Thursday, February 6, 2014

2 Timothy 4


2 Timothy 4:16 at my first defense, no one came to my support, but everyone deserted me. May it not be held against them. 17 But the Lord stood at my side and gave me strength, so that through me the message might be fully proclaimed and all the Gentiles might hear it. And I was delivered from the lion’s mouth. 18 The Lord will rescue me from every evil attack and will bring me safely to his heavenly kingdom. To him be glory for ever and ever. Amen. 
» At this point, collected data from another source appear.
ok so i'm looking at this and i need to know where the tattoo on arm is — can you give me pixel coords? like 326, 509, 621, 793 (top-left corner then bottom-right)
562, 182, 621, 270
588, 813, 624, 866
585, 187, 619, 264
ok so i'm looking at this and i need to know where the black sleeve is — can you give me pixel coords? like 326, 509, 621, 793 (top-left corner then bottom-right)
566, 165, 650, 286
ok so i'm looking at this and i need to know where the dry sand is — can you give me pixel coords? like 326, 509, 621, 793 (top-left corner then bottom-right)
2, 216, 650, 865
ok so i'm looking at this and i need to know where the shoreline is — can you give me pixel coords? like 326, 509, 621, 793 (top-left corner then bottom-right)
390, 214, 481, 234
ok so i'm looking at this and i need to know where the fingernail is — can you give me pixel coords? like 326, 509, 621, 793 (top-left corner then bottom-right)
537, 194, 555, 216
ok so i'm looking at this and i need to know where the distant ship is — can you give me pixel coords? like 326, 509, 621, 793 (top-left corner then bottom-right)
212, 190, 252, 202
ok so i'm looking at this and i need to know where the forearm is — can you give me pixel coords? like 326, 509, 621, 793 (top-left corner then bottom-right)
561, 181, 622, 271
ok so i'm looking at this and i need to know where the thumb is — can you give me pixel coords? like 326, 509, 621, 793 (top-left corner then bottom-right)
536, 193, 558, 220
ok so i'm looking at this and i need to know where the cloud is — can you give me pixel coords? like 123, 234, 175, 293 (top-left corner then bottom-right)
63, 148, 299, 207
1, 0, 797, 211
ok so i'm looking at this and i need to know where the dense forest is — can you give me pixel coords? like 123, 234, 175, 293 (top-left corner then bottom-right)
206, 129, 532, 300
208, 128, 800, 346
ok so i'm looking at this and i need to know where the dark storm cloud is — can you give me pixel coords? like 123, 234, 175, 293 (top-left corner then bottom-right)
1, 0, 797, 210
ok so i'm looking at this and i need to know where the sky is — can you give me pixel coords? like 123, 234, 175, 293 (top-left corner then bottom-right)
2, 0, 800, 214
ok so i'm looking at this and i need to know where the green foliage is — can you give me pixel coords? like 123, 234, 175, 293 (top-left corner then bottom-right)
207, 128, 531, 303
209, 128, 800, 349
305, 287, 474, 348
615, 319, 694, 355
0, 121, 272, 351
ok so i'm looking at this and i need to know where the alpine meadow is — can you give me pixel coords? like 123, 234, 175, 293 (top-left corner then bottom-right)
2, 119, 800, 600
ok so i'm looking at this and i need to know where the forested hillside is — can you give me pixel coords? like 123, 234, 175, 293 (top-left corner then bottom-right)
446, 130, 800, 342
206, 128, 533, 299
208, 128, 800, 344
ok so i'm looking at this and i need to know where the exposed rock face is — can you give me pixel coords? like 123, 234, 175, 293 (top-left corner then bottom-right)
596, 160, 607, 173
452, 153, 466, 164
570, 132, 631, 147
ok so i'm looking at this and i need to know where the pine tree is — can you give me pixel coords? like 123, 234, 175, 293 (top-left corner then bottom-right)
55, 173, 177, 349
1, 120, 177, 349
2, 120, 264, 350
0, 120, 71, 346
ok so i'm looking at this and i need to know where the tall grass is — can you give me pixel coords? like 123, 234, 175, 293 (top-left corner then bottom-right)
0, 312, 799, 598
This morning my devo took me to 2 Timothy 4.  As I was reading this morning it made me think about the times when I am going through stuff and I feel like I am all alone.  Maybe I am alone.  Even though I have many friends I am not letting them in so they don’t know.  There are times I believe when it is just you and the Lord.  You have to rely on Him and not your friends to get through whatever you are going through.  That usually for me is when I get a revelation from the Lord.  I think so many times we want to hear what everyone has to say because we don’t like what we are hearing from the Lord.  We forget that radical obedience always precedes the miraculous.  If we just stay the course and trust what we are hearing, we will be delivered.  18 The Lord will rescue me from every evil attack and will bring me safely to his heavenly kingdom. To him be glory for ever and ever. Amen.  If I didn’t know better I would say this is a promise.  So whatever you are going through today ………. Trust Him and He will rescue you from every evil attack.

What I had to go through two days ago was very hard.  I heard the Lord back in December but I thought I knew better.   (Radical dis- obedience always precedes mistakes.)  So I rebelled for 7 weeks not fun and caused me a lot of heart ache.   I had to let someone go from my company.  Someone I deeply care for.  It was one of the most difficult decisions I have had to make in a long time.  I knew it was right though because as soon as I said I cannot work you anymore I felt instant peace.  My heart still hurts though.  I know the Lord has a bigger purpose and once again I do not understand.  I will someday.